Zdaniem „Freie Presse” z Chemnitz debaty dotyczące imigracji i nadawania obywatelstwa zawsze niosą ze sobą wysoki potencjał politycznego urabiania opinii publicznej. „Alternatywa dla Niemiec (AfD) nie potraktuje tego tematu w sposób odpowiedzialny, a unia chadecka powinna dać sobie spokój z populistycznymi zagrywkami. „Każdy, kto chce, aby Niemcy pozostały światowym liderem gospodarczym, aby nie musiały czekać trzy miesiące na rzemieślników i aby nawet na starość otoczone były dobrą opieką, powinny opowiedzieć się za nowoczesnym prawem regulującym kwestie obywatelstwa i imigracji” – stwierdza dziennik regionalny.

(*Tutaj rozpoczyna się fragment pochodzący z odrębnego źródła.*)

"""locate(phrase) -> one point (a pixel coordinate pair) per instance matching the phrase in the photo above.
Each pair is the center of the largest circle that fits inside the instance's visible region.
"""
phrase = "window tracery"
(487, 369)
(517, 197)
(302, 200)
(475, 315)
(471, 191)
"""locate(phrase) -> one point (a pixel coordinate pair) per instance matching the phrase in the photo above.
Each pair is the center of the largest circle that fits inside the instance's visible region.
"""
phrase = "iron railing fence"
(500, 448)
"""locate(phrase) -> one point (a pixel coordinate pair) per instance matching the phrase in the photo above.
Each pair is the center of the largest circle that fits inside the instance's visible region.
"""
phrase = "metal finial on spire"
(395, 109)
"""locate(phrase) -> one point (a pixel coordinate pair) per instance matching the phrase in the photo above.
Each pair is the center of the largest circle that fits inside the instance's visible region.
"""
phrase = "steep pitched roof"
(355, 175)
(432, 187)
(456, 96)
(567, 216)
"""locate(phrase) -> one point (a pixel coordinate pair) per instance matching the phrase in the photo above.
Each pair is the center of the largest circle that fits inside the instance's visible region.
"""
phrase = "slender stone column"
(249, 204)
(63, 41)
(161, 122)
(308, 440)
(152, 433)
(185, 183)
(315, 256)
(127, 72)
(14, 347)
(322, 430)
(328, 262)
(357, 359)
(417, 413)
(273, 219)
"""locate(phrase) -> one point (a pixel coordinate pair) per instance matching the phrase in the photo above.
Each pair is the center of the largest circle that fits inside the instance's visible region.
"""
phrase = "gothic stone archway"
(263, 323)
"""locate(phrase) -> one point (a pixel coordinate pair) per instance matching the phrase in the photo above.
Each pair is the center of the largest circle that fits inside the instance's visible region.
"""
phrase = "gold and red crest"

Z kolei „Koelner Stadt-Anzeiger” uważa, że Niemcy jako kraj imigracyjny wcale nie są tak atrakcyjne, jak wskazywałyby na to niektóre z debat. „Jeśli spojrzeć pod kątem czynników decydujących o sukcesie kraju imigracyjnego, takich jak napływ wykwalifikowanej siły roboczej, integracja i nadawanie obywatelstwa, Niemcy nie wypadają tutaj najlepiej” – wskazuje dziennik. Rekrutacja personelu opiekuńczego za granicą prowadzona jest wyłączenie w niewielkim stopniu, uznawanie zagranicznych stopni naukowych jest co najmniej tak skomplikowane jak niemiecka gramatyka, a jeśli chodzi o nadawanie obywatelstwa, Niemcy w europejskim rankingu plasują się w jego dolnej części. Sprawą zaległą jest to, że rząd koalicyjny postanowił ułatwić napływ wykwalifikowanej siły roboczej, proces integracji i nadawania obywatelstwa. „Przecież leży to w interesie narodowym”.

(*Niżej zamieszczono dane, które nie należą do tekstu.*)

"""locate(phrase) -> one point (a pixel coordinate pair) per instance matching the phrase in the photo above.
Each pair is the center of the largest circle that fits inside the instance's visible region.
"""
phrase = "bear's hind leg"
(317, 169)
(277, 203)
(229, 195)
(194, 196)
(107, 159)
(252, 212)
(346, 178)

Inaczej ocenia sytuację „Munchener Merkur”, według którego plan minister spraw wewnętrznych Nancy Faeser z SPD dotyczący nowego prawa regulującego nadawanie obywatelstwa jest fałszywym sygnałem wysłanym w nieodpowiednim momencie. „Niemcy ogrania właśnie druga wielka fala niekontrolowanej migracji, rząd koalicyjny SPD, Zielonych i FDP ma ogromne problemy z opanowaniem imigracji szlakiem bałkańskim, nie mówiąc już o obiecanej organizacji powrotu dopuszczających się przestępstw nielegalnych imigrantów” – uważa dziennik regionalny. I dodaje, że zamiast uporządkować ten chaos, „SPD i Zieloni poprzez ułatwienia w otrzymywaniu niemieckiego paszportu chcą wysłać nowy zapraszający sygnał w świat, który podobnie jak swego czasu kultura powitania Angeli Merkel, nie zostanie zignorowany”. Zdaniem komentatora, jest to igranie z ogniem, także dlatego, że prowadzi do ograniczenia akceptacji w społeczeństwie dla potrzebnej imigracji siły roboczej, jak również dla uchodźców wojennych. „Rząd, który nie zwraca uwagi na to, kto przyjeżdża do kraju i kto dostanie paszport, rezygnuje z centralnych elementów państwowości” – pisze dziennikarz.